Starting of course with:
Jules - the hardest working girl in all of Washington (green balls and Cheeley Camp forever)
Jeanne - love you like a sister (Rupert's brunches and mimosa dreams)
Greg - the hardest working guy in Costa Rica (Thank you for somehow giving me the best Beatles birthday wishes every year of my life since 8th grade. You are truly amazing!)
Chuck - the fastest talkin', smoothest sellin', absolute nicest person in all the world (Don't forget: I taught you how to ski - even though it was in jeans.)

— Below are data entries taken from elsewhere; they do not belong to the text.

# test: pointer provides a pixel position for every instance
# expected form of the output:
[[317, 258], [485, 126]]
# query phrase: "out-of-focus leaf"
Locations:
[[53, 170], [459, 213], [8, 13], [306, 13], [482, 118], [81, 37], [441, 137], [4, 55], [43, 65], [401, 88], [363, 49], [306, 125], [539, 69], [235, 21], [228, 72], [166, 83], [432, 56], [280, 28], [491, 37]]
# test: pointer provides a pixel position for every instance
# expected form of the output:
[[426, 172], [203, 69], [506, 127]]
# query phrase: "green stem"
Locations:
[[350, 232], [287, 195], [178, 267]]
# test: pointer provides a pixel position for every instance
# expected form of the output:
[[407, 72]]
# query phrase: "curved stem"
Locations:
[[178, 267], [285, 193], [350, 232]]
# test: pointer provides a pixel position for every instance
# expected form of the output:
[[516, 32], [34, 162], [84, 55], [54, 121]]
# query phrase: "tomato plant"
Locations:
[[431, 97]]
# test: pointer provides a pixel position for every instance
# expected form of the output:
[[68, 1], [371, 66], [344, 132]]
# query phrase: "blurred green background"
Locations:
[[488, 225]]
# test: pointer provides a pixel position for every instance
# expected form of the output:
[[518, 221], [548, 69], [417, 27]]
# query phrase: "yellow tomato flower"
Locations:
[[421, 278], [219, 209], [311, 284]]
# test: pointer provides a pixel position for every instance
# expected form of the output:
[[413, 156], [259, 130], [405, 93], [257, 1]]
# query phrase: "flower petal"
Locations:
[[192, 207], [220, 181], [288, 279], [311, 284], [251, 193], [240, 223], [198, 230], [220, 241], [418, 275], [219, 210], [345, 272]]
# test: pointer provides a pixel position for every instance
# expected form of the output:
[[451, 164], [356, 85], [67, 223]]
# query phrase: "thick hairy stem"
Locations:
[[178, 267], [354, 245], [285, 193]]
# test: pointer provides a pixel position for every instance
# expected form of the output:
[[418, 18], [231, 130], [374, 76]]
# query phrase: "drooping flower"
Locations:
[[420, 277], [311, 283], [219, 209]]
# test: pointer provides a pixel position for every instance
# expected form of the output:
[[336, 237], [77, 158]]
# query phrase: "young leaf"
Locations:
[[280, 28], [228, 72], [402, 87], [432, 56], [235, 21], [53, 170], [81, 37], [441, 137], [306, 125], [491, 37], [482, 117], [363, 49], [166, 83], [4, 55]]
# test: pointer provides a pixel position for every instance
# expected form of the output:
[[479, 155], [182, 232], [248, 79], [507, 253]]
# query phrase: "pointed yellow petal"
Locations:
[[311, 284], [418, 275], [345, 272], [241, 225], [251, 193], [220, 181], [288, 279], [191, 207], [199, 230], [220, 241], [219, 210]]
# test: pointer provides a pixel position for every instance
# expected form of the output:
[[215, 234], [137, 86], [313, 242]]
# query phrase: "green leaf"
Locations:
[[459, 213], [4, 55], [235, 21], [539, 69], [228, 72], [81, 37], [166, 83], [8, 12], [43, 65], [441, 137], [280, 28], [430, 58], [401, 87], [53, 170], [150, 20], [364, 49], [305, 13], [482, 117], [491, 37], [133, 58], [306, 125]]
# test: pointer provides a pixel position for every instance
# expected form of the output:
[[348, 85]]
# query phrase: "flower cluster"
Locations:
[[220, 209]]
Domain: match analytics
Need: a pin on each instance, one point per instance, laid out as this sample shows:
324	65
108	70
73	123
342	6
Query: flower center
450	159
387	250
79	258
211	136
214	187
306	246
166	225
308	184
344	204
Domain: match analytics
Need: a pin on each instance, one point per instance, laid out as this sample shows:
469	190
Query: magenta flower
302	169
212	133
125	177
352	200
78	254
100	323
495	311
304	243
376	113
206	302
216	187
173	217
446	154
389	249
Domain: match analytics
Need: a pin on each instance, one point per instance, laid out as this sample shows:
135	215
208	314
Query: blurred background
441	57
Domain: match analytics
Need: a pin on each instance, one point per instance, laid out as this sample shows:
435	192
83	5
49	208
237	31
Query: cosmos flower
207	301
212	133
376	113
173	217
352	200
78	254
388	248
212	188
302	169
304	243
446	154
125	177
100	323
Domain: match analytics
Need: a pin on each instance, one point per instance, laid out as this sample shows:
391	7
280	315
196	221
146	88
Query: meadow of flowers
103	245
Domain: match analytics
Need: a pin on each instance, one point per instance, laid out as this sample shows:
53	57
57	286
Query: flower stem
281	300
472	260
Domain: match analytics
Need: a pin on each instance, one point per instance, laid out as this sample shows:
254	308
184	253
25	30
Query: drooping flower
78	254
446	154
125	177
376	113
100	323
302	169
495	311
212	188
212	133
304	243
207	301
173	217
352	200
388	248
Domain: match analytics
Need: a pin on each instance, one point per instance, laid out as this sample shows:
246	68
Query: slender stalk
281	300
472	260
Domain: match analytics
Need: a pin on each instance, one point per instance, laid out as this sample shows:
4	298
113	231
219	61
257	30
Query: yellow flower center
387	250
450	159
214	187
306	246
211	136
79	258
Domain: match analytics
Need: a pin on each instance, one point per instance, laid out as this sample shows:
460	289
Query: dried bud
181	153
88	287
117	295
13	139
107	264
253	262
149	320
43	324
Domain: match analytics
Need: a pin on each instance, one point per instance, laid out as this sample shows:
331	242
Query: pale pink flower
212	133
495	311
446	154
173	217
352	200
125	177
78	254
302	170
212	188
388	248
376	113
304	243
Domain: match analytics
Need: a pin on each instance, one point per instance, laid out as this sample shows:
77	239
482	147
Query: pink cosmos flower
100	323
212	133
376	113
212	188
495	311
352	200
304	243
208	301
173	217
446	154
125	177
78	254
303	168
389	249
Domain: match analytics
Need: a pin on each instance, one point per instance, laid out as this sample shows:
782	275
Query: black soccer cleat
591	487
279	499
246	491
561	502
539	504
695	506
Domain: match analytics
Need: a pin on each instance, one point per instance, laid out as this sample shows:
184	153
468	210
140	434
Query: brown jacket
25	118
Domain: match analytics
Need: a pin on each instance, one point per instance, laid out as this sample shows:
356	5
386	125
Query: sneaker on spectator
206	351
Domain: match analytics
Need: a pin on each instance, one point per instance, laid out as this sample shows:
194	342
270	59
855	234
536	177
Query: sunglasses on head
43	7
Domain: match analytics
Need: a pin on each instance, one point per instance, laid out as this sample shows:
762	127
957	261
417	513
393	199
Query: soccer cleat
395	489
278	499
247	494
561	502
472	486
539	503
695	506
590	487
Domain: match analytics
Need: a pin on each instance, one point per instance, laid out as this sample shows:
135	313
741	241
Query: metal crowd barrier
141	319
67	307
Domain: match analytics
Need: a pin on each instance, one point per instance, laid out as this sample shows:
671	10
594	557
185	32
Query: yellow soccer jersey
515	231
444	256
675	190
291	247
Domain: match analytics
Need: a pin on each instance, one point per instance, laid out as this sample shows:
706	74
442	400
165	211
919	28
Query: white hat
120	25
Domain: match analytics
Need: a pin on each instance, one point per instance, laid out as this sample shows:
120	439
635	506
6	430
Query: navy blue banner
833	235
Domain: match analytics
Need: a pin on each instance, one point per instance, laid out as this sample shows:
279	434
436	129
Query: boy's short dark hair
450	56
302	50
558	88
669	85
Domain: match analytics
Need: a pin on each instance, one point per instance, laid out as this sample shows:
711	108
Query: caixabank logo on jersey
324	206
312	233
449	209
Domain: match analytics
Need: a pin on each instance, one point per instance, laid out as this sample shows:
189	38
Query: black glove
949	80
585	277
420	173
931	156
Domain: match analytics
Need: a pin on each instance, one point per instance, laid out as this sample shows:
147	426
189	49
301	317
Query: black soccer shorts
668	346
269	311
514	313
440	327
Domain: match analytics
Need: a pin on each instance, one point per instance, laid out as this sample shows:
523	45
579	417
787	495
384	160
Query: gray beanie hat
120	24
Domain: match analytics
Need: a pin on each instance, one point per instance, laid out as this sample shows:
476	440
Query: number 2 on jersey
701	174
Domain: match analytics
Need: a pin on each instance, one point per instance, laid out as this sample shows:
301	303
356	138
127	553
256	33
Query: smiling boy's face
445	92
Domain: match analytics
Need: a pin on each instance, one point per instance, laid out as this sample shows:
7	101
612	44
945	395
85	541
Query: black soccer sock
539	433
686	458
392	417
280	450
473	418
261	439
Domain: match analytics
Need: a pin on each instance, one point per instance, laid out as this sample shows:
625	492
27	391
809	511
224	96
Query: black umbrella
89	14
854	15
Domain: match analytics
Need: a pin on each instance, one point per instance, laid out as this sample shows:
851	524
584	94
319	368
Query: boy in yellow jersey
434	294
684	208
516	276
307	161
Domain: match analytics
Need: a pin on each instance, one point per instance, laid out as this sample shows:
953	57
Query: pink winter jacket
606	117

Joe - Made me forever better when you played NWA in the tunnel of South Lakewood Elementary, and my most cherished Bowie and Beasties consort. (Nothing but love since Ms. Meyer's second grade, and Riggs' fresh fruit and vegetable breaks.)
Jean - the most hilariously cool chick I know, and one of the strongest (shrooms and volleyball marathons, Stones and wet eye forever!)
Sasha - Flashdance & field studies, solos & Sanibel (thanks for giving me the best advice of my life when I needed it the most)
Tammie - a friend from the get, through broken bottles and broken hearts, sleeping bags and slurpees (No worries girl, you got this.)
Kimmy - the kindest, cutest, most creative person I know, (and without even trying, putting us all to shame)
Quinn - the smartest, most loyal friend anyone could ever have, (guaranteed the first person to call in an emergency, or for advice in general)
Dave - sweet Dave, the first boy who ever gave me flowers, (thanks for making me veggie green chili, and for letting me listen to the entire Diver Down album over the phone whenever I asked - you da' best)

Yeah, Lakewood was a great place to grow up:
doing the limbo at Roller City,
hangin' out all day at Villa Italia Mall,
walking to Showbiz Pizza Parlour after
leaving the Mann Theater Six on Union
graduation ceremonies at Red Rocks, as well as our first concerts, (back when you could just walk-in and camp overnight to claim general admission seating)
*Shout out to Brad Hunt for scoring those front row seats to my first show ever, as The Kinks wisely said through song:
"Girls will be boys and boys will be girls / It's a mixed up, muddled up, shook up world" so "Come dancing, it's only natural."

I seriously do not know how you remember all this stuff, but I am glad you do! Great trip down memory lane.
Love you babes :-) Always fun to read your marvelous musings! And now I feel like a celebrity :-)
Love it Brooke! You always were the absolute best choreographer! It's amazing we got out alive - but what an amazing ride!